第421話 フレッド、騎士の誓い

 ハンググライダーを披露したあと、アイザック達はエリアスのもとに呼び出された。

 彼は満面の笑みを浮かべていたが、操縦者は緊張で足を震わせて、今にも卒倒してしまいそうな様子を見せていた。


「いやー、素晴らしいものを見せてもらった。しかも、空を飛ぶというだけではない。未来の事まで考えて作っていたとはな。驚かされたぞ」


 エリアスは、アイザックと操縦者の肩をポンポンと叩く。

 アイザックは笑顔で応対していたが、操縦者は肩を叩かれたタイミングで腰が抜けて尻もちをついてしまった。

 彼の顔色が真っ青になる。


「も、もうしわけ……」

「陛下に対面した緊張と、労をねぎらっていただいた喜びで力が抜けてしまったようですね」

「言われずともわかっている。この程度で機嫌を損ねたりせんよ」


 アイザックが口を挟むが、エリアスは「そんな事をしなくていい」と笑って返す。

 その笑みが操縦者には、慈愛に満ちた笑みに見えたので「さすがは賢王様だ」と器の大きさに感動した。


「もちろん、あなた方の協力があってだという事も理解している。
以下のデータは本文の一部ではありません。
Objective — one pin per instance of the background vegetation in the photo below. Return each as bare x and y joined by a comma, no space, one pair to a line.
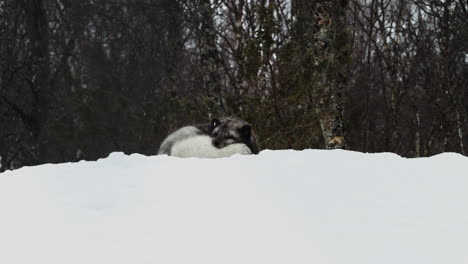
81,79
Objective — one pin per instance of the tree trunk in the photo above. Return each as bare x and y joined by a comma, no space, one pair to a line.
321,28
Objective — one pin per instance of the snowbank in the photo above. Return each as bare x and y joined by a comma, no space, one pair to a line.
330,207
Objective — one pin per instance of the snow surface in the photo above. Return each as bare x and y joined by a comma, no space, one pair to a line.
330,207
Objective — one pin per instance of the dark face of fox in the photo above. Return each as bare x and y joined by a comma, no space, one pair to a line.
229,131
感謝する」


 エリアスは協力してくれていたエルフやドワーフにも声をかける。

 興奮しながらも、彼らへのお礼も忘れなかった。

 アイザックは「一息つかせるための間だ」と察して、操縦者に手を貸して体勢を立て直してやる。

 片膝を突いてひざまずく形になったので、その体勢のままにしておく。


 エルフ達と握手を交わし終わると、エリアスは操縦者をチラリと見る。

 座っているのを確認すると、彼に声をかける――かと思われたが、アイザックに声をかけてきた。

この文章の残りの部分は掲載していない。